We need to ensure that AI remains a force for good. That AI is always designed, developed, and applied in a way which respects human dignity – in short which is human, not machine, centred. How should a legally enforceable international regulation look like, particularly in relation to those aspects of AI which touch directly or indirectly on human rights, democracy and rule of law.
Such a suitably balanced legally binding framework, open to all like-minded States of the World must be elaborated with the help of multi-stakeholder engagement. In addition to the multi-stakeholder approach for a common framework, the rapid evolution of technology, including AI systems does require also a multidisciplinary methodology.
The Metaverse is one example of a new generation of media platforms supported by AI technology, which is currently undergoing rapid developments. At the end of the session, the representative of Meta will make a short presentation regarding the current plans of the company regarding Metaverse.
The session introduction will be presented in a hybrid mode.
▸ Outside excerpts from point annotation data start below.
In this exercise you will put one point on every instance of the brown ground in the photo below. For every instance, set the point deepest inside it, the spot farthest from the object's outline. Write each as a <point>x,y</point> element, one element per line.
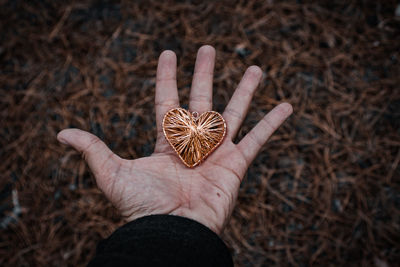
<point>324,191</point>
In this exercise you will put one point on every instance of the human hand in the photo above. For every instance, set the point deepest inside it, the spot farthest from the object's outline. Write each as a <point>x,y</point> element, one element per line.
<point>161,183</point>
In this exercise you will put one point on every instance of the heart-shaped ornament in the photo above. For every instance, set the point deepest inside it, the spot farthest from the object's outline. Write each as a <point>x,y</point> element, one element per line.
<point>193,137</point>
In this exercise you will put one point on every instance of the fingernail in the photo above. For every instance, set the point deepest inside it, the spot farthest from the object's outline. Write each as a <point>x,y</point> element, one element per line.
<point>63,141</point>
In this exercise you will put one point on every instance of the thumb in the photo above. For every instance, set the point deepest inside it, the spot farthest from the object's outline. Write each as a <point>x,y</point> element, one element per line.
<point>101,160</point>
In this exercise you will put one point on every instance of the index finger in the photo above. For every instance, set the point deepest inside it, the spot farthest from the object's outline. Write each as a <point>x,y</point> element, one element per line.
<point>166,96</point>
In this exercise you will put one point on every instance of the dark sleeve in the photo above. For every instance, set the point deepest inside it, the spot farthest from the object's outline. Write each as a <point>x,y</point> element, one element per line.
<point>162,240</point>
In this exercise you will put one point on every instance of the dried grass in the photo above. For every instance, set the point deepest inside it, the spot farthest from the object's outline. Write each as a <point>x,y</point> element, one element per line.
<point>324,190</point>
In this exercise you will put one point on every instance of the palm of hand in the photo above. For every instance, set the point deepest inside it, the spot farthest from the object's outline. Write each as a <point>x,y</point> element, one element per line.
<point>161,183</point>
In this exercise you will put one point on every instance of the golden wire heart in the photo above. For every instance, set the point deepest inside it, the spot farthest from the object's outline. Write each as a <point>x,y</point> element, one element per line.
<point>193,137</point>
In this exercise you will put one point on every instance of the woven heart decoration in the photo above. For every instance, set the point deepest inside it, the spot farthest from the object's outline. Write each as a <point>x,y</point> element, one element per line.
<point>193,137</point>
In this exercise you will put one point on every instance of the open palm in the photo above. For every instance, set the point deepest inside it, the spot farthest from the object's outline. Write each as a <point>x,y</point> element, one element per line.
<point>161,183</point>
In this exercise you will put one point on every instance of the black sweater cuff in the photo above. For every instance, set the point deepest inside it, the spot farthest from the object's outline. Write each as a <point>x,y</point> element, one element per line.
<point>162,240</point>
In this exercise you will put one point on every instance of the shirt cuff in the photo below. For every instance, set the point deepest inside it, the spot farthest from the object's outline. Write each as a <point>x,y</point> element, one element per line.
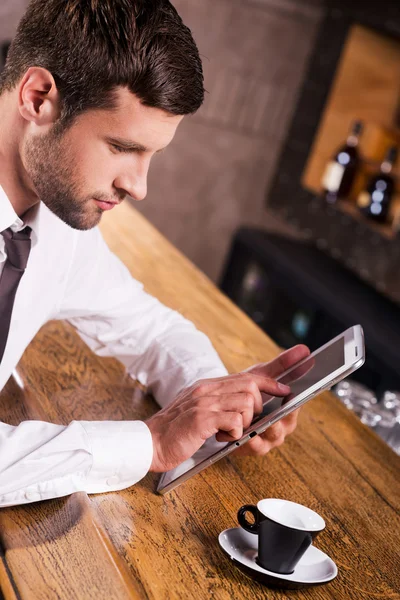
<point>122,453</point>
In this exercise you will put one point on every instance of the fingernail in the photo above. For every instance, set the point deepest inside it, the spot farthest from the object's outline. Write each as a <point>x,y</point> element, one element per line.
<point>284,388</point>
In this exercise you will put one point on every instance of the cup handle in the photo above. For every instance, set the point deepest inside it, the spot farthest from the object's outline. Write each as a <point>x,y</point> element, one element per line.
<point>250,527</point>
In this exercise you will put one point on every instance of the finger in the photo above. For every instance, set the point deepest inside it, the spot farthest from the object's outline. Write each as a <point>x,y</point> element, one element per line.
<point>242,403</point>
<point>261,444</point>
<point>229,425</point>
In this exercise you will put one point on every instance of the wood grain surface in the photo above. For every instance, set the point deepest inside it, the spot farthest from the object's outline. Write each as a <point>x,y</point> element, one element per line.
<point>137,544</point>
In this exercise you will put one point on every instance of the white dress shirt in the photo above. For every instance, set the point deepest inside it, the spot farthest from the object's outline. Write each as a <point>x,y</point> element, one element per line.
<point>73,275</point>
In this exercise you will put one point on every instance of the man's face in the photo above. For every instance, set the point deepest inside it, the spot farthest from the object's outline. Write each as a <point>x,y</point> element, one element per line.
<point>100,160</point>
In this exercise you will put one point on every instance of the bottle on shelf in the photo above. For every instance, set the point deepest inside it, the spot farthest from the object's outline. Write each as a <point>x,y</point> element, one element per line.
<point>375,200</point>
<point>340,172</point>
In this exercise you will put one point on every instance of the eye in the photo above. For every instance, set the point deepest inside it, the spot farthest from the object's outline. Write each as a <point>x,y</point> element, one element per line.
<point>120,149</point>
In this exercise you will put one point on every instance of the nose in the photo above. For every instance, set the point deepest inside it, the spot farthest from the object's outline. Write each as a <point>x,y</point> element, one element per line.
<point>132,184</point>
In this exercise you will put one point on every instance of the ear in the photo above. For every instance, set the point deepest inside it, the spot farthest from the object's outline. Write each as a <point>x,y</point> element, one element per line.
<point>38,97</point>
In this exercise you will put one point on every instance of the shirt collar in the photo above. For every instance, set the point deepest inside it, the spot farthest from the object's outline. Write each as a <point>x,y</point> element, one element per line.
<point>9,218</point>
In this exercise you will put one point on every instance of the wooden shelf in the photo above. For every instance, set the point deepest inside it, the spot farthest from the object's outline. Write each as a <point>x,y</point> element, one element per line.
<point>347,207</point>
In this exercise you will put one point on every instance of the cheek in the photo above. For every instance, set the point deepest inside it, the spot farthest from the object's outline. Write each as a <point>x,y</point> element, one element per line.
<point>94,165</point>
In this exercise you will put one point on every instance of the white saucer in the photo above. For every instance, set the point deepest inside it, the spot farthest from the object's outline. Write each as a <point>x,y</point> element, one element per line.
<point>314,567</point>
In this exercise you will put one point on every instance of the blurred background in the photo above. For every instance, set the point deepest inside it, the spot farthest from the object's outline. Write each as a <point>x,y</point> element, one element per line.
<point>285,187</point>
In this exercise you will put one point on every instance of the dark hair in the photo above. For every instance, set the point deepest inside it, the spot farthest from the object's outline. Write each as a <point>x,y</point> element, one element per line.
<point>92,46</point>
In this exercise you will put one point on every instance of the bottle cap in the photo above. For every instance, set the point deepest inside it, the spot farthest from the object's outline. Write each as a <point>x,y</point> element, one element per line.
<point>357,128</point>
<point>391,155</point>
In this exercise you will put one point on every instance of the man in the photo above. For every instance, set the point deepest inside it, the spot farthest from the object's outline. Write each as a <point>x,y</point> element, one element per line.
<point>92,89</point>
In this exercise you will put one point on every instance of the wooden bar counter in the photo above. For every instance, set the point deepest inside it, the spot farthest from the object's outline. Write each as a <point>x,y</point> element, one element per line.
<point>137,544</point>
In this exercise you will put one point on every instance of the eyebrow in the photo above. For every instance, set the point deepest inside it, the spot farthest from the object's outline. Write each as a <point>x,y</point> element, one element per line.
<point>130,145</point>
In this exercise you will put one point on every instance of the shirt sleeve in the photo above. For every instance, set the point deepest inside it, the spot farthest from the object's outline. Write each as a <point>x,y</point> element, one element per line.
<point>40,460</point>
<point>116,317</point>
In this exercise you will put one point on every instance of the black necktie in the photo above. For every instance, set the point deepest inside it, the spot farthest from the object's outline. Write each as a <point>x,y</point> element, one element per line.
<point>18,246</point>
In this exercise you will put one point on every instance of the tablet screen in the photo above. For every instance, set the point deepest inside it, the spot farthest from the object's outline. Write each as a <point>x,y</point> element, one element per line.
<point>300,378</point>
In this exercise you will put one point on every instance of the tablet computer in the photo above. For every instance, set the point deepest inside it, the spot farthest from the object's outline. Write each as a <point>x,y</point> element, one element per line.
<point>319,371</point>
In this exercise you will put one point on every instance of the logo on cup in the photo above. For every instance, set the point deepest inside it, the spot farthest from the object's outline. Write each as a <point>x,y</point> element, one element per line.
<point>285,530</point>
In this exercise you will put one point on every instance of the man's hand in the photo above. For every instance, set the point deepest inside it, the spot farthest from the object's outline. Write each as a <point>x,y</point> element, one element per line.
<point>224,406</point>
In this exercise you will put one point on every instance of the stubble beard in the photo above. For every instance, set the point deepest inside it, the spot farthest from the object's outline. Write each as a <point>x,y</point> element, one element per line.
<point>50,168</point>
Artificial Intelligence (AI) needs to be designed, developed and applied in a way that it is compatible with human rights, democracy and the rule of law. This requires a combination of agile, soft and hard domestic and international regulatory mechanisms (including self-regulation where appropriate), along with the tools to implement them.
There is a need to strengthen the multistakeholder approach, in order to be truly inclusive and to develop effective policies that respond to the needs and diversity of citizens, build trust and meet the demands of the rapidly changing global digital environment.